Halloween protest exposes skeletons in cupboard
The UK government claims that Egypt owes it £100 m, but that it doesn’t know where that debt came from. But in the last few days we have uncovered information in the National Archives that shows that part of Egypt’s debt to the UK does, as we suspected, come from arms sales to Mubarak and his predecessor Sadat.
Some of the dodgy deals with Mubarak backed by the UK’s Export Credits Guarantee Department (ECGD) include the construction of a tank factory and supply of Rapier missiles. And it’s not just Egypt, the UK is expecting hundreds of millions from Indonesia, Iraq and Kenya for deals done with their former dictators.
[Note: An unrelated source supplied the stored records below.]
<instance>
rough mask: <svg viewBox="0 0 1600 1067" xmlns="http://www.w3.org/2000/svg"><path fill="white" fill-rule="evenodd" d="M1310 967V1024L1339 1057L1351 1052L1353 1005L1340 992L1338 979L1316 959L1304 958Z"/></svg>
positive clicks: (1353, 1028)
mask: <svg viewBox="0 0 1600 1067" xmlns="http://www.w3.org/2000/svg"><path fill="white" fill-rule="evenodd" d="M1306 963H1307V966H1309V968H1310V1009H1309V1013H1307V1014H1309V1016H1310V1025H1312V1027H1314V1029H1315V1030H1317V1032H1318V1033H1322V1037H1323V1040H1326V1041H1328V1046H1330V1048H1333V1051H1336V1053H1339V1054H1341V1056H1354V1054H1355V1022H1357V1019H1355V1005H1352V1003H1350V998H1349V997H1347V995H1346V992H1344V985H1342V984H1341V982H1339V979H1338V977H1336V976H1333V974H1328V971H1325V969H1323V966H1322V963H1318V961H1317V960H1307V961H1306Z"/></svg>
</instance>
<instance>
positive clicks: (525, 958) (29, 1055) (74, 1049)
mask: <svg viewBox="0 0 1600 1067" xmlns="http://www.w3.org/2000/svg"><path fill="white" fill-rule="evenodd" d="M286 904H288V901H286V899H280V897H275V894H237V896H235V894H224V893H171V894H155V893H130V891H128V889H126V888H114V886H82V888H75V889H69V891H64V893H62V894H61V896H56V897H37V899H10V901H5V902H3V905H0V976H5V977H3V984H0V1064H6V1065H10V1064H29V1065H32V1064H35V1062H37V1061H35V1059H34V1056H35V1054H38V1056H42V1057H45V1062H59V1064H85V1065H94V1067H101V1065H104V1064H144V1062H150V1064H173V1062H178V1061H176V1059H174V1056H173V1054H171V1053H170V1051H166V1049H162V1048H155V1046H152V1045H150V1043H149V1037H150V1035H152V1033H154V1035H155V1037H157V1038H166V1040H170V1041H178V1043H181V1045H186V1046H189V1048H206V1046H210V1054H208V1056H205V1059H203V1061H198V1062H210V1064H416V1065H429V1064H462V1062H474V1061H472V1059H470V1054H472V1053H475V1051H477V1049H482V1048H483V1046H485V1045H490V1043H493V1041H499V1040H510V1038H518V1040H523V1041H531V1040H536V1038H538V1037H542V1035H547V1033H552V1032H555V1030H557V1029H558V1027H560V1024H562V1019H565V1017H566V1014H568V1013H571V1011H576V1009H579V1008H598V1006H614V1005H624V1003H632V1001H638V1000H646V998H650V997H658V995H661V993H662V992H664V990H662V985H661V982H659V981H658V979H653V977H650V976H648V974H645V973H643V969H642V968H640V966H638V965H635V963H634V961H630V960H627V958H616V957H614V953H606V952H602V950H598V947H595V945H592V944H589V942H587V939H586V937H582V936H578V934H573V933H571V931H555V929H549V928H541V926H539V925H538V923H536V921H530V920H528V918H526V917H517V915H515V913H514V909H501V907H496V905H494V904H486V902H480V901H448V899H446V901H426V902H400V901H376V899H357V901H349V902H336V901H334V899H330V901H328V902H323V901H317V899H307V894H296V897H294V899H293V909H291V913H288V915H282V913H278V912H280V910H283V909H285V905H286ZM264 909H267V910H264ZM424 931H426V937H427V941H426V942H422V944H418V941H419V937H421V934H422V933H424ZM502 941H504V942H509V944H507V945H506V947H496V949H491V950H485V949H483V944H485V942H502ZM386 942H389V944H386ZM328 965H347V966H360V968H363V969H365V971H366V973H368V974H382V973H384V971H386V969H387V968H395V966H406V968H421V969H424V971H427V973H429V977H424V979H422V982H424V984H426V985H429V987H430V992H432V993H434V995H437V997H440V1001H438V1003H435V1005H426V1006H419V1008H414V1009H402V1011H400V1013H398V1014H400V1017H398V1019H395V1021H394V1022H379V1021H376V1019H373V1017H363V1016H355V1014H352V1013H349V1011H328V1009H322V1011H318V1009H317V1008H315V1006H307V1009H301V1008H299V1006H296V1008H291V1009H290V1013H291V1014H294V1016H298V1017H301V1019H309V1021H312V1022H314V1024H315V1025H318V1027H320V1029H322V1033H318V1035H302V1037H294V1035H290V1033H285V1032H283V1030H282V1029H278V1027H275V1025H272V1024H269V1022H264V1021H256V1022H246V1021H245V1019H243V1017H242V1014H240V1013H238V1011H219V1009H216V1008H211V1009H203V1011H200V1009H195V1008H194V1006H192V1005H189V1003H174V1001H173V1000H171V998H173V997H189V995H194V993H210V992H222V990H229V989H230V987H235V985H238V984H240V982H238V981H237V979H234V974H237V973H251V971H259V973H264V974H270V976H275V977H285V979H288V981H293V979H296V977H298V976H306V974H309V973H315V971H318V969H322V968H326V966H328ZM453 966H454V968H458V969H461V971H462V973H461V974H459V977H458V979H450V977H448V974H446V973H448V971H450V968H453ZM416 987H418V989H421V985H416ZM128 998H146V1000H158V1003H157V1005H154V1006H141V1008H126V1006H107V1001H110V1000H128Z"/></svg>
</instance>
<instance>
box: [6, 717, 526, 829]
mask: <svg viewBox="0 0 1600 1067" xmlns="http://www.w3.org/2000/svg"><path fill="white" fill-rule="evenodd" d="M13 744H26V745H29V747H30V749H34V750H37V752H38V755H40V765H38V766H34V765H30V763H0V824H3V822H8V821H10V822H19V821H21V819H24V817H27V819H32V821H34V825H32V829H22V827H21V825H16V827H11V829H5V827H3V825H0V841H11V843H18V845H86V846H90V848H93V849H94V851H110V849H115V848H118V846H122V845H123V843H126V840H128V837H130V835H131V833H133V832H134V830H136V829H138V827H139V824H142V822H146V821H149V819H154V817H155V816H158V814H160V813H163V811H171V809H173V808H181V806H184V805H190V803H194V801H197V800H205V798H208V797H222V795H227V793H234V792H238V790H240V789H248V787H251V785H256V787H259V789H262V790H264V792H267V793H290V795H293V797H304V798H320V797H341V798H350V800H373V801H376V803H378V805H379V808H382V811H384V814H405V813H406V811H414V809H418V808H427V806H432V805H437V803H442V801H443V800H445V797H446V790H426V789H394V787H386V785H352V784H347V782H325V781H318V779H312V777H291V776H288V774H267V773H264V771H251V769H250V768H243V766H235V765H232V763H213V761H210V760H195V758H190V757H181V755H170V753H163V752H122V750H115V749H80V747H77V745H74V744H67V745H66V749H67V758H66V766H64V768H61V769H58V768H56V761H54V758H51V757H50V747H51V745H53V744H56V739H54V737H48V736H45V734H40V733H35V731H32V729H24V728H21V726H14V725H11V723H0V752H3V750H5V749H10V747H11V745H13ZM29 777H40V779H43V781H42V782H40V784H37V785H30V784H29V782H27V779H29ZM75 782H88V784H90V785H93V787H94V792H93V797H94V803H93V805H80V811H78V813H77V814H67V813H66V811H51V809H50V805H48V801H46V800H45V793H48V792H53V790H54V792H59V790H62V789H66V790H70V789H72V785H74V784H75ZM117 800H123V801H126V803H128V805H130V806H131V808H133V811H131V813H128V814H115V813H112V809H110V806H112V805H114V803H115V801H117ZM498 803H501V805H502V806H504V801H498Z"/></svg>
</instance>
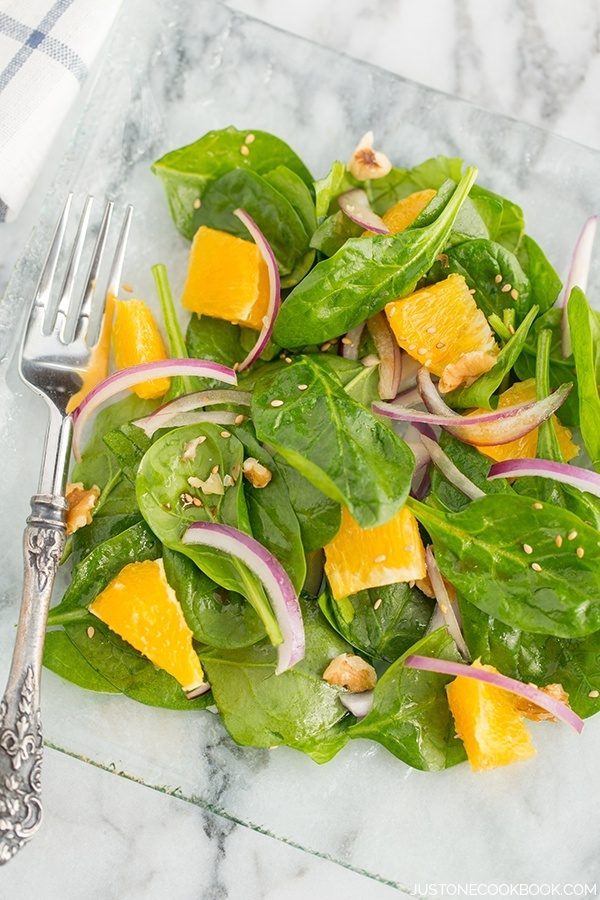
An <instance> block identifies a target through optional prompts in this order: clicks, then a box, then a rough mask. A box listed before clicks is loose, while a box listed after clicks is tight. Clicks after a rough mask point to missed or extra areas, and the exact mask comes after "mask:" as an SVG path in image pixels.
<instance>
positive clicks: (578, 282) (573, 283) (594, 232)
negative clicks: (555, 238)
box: [560, 216, 598, 359]
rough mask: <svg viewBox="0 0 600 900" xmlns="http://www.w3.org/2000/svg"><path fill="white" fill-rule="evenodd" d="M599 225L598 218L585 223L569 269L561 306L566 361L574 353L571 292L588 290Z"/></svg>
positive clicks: (594, 218)
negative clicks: (570, 320)
mask: <svg viewBox="0 0 600 900" xmlns="http://www.w3.org/2000/svg"><path fill="white" fill-rule="evenodd" d="M597 225H598V216H590V218H589V219H588V220H587V221H586V222H585V224H584V226H583V228H582V229H581V232H580V234H579V237H578V238H577V243H576V244H575V249H574V250H573V256H572V258H571V268H570V269H569V276H568V278H567V283H566V285H565V289H564V291H563V293H562V297H561V300H560V305H561V306H562V308H563V314H562V319H561V335H562V340H561V349H562V355H563V357H564V358H565V359H566V358H567V356H570V355H571V353H572V352H573V347H572V345H571V331H570V328H569V315H568V313H567V305H568V303H569V297H570V296H571V291H572V290H573V288H574V287H579V288H581V290H582V291H583V292H584V293H585V290H586V288H587V280H588V275H589V273H590V266H591V263H592V249H593V247H594V238H595V236H596V227H597Z"/></svg>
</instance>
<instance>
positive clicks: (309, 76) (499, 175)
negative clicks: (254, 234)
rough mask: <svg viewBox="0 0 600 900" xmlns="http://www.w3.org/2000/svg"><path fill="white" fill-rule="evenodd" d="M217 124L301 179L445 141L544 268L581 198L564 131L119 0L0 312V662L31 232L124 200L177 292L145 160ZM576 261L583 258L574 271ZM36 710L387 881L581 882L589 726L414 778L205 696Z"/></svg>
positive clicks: (144, 236)
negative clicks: (296, 741)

On Monday, campaigners from around the country took part in a creative, Halloween-themed, protest outside the Department for Business, Innovation and Skills to call for an immediate audit of these ‘Dictator Debts’ and the cancellation of those which are found to be unjust. Demonstrators handed in more than three thousand more postcards calling for Vince Cable to take action.
The demonstration in London coincided with the first conference of the Cairo-based Popular Campaign to Drop Egypt’s Debt. Dina Makram-Ebeid, who spoke in London on behalf of the campaign, said “If the U.K government is in earnest in its support for democracy in post-revolutionary Egypt, it should be telling the Egyptian people what they are paying for and not demanding that they carry the burden of repaying illegitimate loans. Dropping Egypt's debt is fundamental to achieving the goals of 'bread, freedom and human dignity' that the people revolted for early this year".
Earlier in the day in London over 50 people learnt about how these secretive debts came about at a workshop organised by Jubilee Debt Campaign with speakers from Campaign Against Arms Trade and the Popular Campaign to Drop Egypt’s Debt. This was followed by a visit to parliament to speak to MPs face to face about the issue.